C’è di più: studiando dei casi clinici, riguardanti una famiglia in cui era presente, in maniera congenita, un cancro al seno, si è visto che in questi soggetti SMYD3 era mutata. Nelle cellule normali, quindi non neoplastiche, come si è potuto constatare,   oltre ad essere poco espressa, SMYD3 collabora con le proteine del riparo del DNA, mentre una sua mutazione predispone a un cancro della mammella . Di contro invece, cellule tumorali, indipendentemente dal tipo di cancro, sia esso all’ovaio, al pancreas o al seno, con geni del riparo del DNA (ATM, CHK2 e BRCA2) funzionanti presentavano una grande percentuale di espressione di SMYD3,  che per di più  rende immuni  le cellule tumorali alla chemioterapia. 

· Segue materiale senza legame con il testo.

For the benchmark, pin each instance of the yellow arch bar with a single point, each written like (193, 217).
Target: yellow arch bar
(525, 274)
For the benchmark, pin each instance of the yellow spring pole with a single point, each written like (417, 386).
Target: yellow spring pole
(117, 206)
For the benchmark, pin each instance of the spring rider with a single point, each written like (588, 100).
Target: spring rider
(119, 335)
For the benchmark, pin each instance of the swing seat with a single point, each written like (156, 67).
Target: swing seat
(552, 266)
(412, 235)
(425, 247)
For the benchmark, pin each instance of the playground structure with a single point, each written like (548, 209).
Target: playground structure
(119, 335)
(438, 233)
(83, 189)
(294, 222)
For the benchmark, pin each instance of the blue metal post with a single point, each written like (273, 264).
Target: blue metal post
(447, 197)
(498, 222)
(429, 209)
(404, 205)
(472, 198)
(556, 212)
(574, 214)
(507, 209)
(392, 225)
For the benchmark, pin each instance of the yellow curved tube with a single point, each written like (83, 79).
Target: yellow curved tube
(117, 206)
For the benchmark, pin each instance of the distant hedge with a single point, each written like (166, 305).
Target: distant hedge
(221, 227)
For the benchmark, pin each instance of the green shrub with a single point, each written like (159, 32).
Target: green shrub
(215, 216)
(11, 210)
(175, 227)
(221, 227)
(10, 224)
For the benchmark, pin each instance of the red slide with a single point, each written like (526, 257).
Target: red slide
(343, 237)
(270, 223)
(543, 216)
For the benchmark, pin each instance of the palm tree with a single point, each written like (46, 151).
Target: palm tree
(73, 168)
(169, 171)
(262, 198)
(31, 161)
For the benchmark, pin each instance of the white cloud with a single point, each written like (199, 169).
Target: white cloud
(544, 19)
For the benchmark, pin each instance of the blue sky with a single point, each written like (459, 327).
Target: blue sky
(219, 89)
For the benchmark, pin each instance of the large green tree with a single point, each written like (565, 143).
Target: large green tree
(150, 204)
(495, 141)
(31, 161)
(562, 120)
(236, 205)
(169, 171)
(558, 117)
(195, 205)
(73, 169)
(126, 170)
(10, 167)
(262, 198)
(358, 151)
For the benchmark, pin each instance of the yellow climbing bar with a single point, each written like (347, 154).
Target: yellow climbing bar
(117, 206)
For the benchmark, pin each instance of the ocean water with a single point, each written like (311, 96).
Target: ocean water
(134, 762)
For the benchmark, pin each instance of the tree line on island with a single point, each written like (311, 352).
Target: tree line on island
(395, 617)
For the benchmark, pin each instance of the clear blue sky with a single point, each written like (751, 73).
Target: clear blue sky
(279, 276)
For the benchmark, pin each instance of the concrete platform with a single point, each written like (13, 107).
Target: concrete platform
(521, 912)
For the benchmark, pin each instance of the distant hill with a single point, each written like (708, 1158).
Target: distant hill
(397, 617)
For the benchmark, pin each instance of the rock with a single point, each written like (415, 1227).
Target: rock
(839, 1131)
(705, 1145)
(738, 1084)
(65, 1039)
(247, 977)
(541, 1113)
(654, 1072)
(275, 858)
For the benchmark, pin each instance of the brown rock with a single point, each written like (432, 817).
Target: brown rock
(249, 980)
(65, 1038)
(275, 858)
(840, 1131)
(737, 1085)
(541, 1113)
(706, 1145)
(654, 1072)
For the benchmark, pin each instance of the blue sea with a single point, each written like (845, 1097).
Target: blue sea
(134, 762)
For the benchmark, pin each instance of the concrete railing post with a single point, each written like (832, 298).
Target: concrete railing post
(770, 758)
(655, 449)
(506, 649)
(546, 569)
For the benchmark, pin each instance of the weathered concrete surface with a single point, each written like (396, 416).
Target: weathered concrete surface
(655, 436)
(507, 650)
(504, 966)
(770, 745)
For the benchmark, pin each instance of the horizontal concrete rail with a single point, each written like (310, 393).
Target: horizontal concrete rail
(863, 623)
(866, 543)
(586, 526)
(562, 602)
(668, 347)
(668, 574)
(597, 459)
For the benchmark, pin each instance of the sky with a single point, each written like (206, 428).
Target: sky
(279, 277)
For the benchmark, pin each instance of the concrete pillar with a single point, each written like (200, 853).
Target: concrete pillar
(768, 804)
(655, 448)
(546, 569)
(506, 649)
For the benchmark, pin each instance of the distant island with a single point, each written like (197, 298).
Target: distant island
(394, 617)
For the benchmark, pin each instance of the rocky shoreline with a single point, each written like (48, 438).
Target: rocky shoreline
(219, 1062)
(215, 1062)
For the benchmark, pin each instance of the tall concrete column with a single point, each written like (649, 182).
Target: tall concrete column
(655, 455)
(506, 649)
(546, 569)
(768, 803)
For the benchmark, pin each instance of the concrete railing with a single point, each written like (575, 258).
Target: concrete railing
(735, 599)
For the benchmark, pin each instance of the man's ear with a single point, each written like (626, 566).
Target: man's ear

Sulla base di queste considerazioni si giunge a una conclusione. Evitare la morte di cellule sane, ma indurla solo in quelle neoplastiche. Questo è l’aspetto pratico  alla cui base sono le scoperte fatte dal team pugliese, basate sul concetto di farmacologia del doppio letale sintetico. Studiando dei modelli di cancro al seno, colon, ovaio e pancreas, tenendo conto che, per ripristinare un danno a doppia elica del DNA le cellule hanno due possibilità, usufruire dell’azione di geni come BRCA1, BRCA2, ATM, CHK2 oppure sfruttare la via dei PARP inibitori, i ricercatori hanno visto che in casi in cui nell’ambito  della neoplasia i geni BRCA1 e 2 fossero  mutati, il paziente era sensibile alla via dei PARP inibitori. Anche qualora BRCA1 e 2 fossero funzionanti ma venisse prodotta SMYD3, si può utilizzare la via dei PARP inibitori.  

Si può dunque uccidere, in maniera selettiva le sole cellule mutate. Come? Bersagliandole con i PARP inibitori. Cosa sono? Sono dei farmaci mirati che colpiscono specificatamente le cellule tumorali, inducendone la morte  evitando così  di colpire anche le cellule sane. Cosa significa? Significa – spiega Simone – che il paziente, beneficiando di queste terapie faramacologiche personalizzate, evita di dover sostenere cicli di chemioterapia.

Che accezione ha, al giorno d’oggi la ricerca in campo oncologico?

“È fondamentale,  soprattutto in oncologia, campo in cui si scoprono e si testano sempre più nuovi farmaci a bersaglio, ovvero molecole chimiche in grado di colpire dei punti di vulnerabilità delle cellule tumorali inducendole a morte selettiva.

Ciò è  da considerarsi come un  passaggio fondamentale della medicina di precisione nell’ambito della terapia personalizzata delle malattie oncologiche, le quali  possono essere sensibili a terapie diverse e innovative.

Tutte le molecole che noi introduciamo nel copro vengono modificate e attivate.

Oggi sappiamo grazie alla caratterizzazioni genetiche dei pazienti che ognuno di essi avrà capacità differente di attivare o di eliminare i farmaci, in questo senso sono importanti  gli studi di farmacogenetica che  permettono di disegnare terapie personalizzate.  Sono auspicabili sempre maggiori investimenti nel campo della ricerca

L’oncologia italiana raggiunge risultati straordinari, su tutti cito le  percentuali di guaribilità, che ad oggi sono molto alte. Una delle frontiere che si stanno sempre più implementando è l’immunoterapia, lavori di  immuno chekpoint  evitano l’elusione da parte delle cellule tumorali alla risposta immunitaria”.

Infine cosa si sentirebbe di dire a un giovane studente desideroso di fare ricerca? “Dico di seguire questa strada. Innanzitutto è un grande privilegio poter fare questo mestiere mettendoci tanta passione, tanta forza. Nonostante vi sono insite frustrazioni,  esse sono compensate da soddisfazione come può essere la riuscita di un piccolo esperimento. La ricerca ha assolutamente bisogno di giovani, che io personalmente caldeggio fortemente”.